Book Review: The Hooligans Are Still Among Us by Michael Layton and Bill Rogerson

Books about football hooliganism by those involved in it has become an industry in itself, so to get to read and review a title offering a view from the side of the police is a welcome change. Authors Michael Layton and Bill Rogerson can rightly speak from years of experience with long careers in the British Transport Police, having witnessed at first-hand ‘action’ on the frontline.

One interesting thing to note from the off when reading this book is the title. The Hooligans Are Still Among Us is emblazoned across the front cover, and appears to stand as a statement or fact, that this is the current situation. This seems slightly at odds then with the Foreword from Paul Robb QPM in which he asks the reader, Are the hooligans still amongst us? If this is one of the purposes of the book in posing the question and then the content providing evidence one way or another, would it not make sense for the book title to have been in the form of a question rather than a statement?

Over the various chapters the authors cover the early years of hooliganism and the rise of what has become describe as the ‘English disease’ from the 1960s, before focusing on events in the 2015/16 season and the 2016 European Championship Finals in France.

The 2015/16 campaign is detailed through various accounts from officers on duty and records of disturbances up and down the country on trains, stations and stadiums in the chapters, Hooligans on the Move and Disorder on the Streets and at Stadiums.
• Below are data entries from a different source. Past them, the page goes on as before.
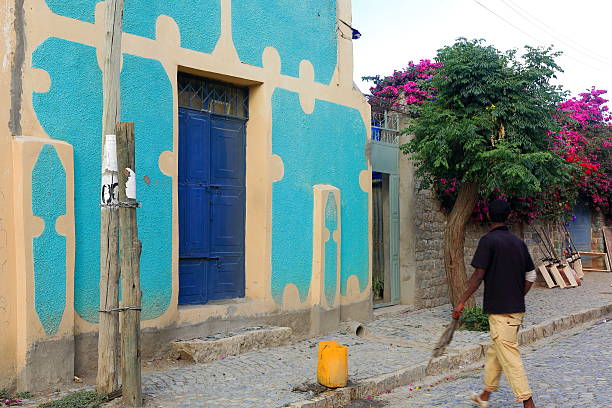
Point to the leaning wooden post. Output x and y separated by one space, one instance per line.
108 331
130 267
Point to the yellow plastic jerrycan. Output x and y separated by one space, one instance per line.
332 365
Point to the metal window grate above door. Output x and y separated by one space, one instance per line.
214 97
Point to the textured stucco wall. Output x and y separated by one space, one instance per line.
75 76
297 138
307 127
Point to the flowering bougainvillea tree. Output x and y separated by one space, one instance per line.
486 130
406 89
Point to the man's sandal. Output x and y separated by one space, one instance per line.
476 399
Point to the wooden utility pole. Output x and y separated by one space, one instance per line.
130 267
108 331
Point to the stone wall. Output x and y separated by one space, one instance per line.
430 277
431 288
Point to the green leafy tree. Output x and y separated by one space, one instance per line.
487 127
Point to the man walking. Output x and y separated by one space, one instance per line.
502 260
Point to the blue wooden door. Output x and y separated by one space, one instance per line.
211 207
580 227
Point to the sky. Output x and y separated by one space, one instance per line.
395 32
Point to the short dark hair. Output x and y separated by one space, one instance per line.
499 210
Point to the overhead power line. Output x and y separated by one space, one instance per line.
579 61
552 33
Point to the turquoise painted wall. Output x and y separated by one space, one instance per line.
331 249
49 248
298 29
199 21
325 147
77 80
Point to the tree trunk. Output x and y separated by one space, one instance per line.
454 241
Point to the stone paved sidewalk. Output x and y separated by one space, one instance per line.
558 373
267 378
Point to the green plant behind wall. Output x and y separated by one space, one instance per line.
474 319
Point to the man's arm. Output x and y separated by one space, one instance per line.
528 286
530 277
473 285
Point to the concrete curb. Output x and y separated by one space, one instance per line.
205 350
376 385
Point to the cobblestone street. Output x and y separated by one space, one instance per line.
266 378
573 371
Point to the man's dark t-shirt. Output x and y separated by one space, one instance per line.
505 259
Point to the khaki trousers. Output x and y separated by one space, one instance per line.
503 355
The sheer volume of the reports indicates that the issue of hooliganism is still with us, but the chronological detailing can come across as a rather dry read at times.

Given this book was published in 2017, it was interesting to read about the issue with Russians hooligans in the Euros a year earlier and the concern that at the 2018 World Cup, there would be a serious problems. However, as we know the tournament passed off without major incident and the organised gangs seen in France were not in evidence.

The later chapters then move onto issues such as racism and sectarianism, a look at the more infamous firms and the change in policing methods as the fight to combat hooliganism continues. As with some of the earlier content, the outline details of the Clubs with notorious hooligans becomes rather listee and are so brief that one wonders what purpose they actually achieve. It would perhaps have been more interesting to read more detail about the future and the issues at non-league level as those banned from the professional game take advantage of games with next to no policing and limited stewarding, further down the football pyramid.

As someone who regularly attends football up and down the country and allied to the reported incidents during the current season (2018/19), it is apparent that whilst there are not the issues in the grounds that pervaded at the height of the problem back in the day, hooliganism is still with us.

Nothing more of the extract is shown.